Application of Mix-Up Method in Document Classification Task Using BERT

Naoki Kikuta, Hiroyuki Shinnou


Abstract
The mix-up method (Zhang et al., 2017), one of the methods for data augmentation, is known to be easy to implement and highly effective. Although the mix-up method is intended for image identification, it can also be applied to natural language processing. In this paper, we attempt to apply the mix-up method to a document classification task using bidirectional encoder representations from transformers (BERT) (Devlin et al., 2018). Since BERT allows for two-sentence input, we concatenated word sequences from two documents with different labels and used the multi-class output as the supervised data with a one-hot vector.
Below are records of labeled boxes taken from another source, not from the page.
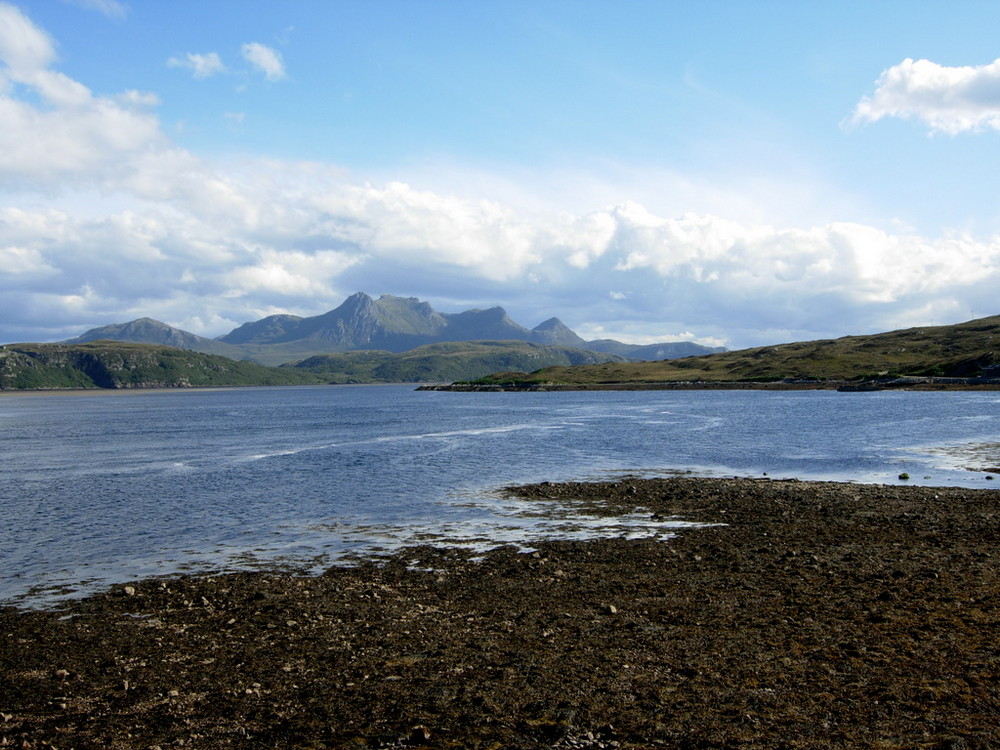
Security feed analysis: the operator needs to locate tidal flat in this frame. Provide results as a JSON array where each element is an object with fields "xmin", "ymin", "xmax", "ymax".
[{"xmin": 0, "ymin": 477, "xmax": 1000, "ymax": 749}]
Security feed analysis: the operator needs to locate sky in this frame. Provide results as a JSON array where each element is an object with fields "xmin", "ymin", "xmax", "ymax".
[{"xmin": 0, "ymin": 0, "xmax": 1000, "ymax": 348}]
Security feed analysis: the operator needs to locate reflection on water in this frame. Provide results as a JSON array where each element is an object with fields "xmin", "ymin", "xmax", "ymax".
[{"xmin": 0, "ymin": 386, "xmax": 1000, "ymax": 599}]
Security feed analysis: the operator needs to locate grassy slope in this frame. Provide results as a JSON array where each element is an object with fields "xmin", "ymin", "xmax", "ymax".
[
  {"xmin": 0, "ymin": 341, "xmax": 320, "ymax": 390},
  {"xmin": 480, "ymin": 316, "xmax": 1000, "ymax": 384},
  {"xmin": 281, "ymin": 341, "xmax": 617, "ymax": 383}
]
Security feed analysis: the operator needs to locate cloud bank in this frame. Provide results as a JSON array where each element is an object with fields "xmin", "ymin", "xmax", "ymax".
[
  {"xmin": 0, "ymin": 3, "xmax": 1000, "ymax": 346},
  {"xmin": 850, "ymin": 58, "xmax": 1000, "ymax": 135}
]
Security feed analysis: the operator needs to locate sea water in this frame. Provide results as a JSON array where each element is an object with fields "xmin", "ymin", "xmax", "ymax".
[{"xmin": 0, "ymin": 386, "xmax": 1000, "ymax": 604}]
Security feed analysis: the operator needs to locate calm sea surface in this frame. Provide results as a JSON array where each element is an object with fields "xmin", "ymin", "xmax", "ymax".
[{"xmin": 0, "ymin": 386, "xmax": 1000, "ymax": 603}]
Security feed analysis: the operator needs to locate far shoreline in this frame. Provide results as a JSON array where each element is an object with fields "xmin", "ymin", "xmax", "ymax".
[{"xmin": 417, "ymin": 378, "xmax": 1000, "ymax": 393}]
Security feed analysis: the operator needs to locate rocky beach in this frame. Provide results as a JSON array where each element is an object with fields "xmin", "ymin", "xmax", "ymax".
[{"xmin": 0, "ymin": 477, "xmax": 1000, "ymax": 750}]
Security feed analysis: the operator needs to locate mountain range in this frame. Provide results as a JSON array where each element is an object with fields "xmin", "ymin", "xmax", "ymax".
[{"xmin": 62, "ymin": 292, "xmax": 725, "ymax": 365}]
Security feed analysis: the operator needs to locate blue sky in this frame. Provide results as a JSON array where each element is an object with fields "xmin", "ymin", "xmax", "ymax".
[{"xmin": 0, "ymin": 0, "xmax": 1000, "ymax": 348}]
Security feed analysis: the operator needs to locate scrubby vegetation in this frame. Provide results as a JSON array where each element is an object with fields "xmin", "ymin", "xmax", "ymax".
[
  {"xmin": 477, "ymin": 316, "xmax": 1000, "ymax": 385},
  {"xmin": 0, "ymin": 341, "xmax": 322, "ymax": 390}
]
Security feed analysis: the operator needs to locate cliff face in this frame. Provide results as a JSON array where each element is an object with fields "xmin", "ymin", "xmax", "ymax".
[{"xmin": 0, "ymin": 341, "xmax": 315, "ymax": 390}]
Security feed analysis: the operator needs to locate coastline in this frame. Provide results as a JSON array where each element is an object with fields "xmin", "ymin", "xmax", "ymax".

In an experiment using the livedoor news corpus, which is Japanese, we compared the accuracy of document classification using two methods for selecting documents to be concatenated with that of ordinary document classification. As a result, we found that the proposed method is better than the normal classification when the documents with labels shortages are mixed preferentially. This indicates that how to choose documents for mix-up has a significant impact on the results.
Anthology ID:
2021.ranlp-1.77
Volume:
Proceedings of the International Conference on Recent Advances in Natural Language Processing (RANLP 2021)
Month:
September
Year:
2021
Address:
Held Online
Venue:
RANLP
SIG:
Publisher:
INCOMA Ltd.
Note:
Pages:
679–683
Language:
URL:
https://aclanthology.org/2021.ranlp-1.77
DOI:
Bibkey:
Cite (ACL):
Naoki Kikuta and Hiroyuki Shinnou. 2021. Application of Mix-Up Method in Document Classification Task Using BERT. In Proceedings of the International Conference on Recent Advances in Natural Language Processing (RANLP 2021), pages 679–683, Held Online. INCOMA Ltd..
Cite (Informal):
Application of Mix-Up Method in Document Classification Task Using BERT (Kikuta & Shinnou, RANLP 2021)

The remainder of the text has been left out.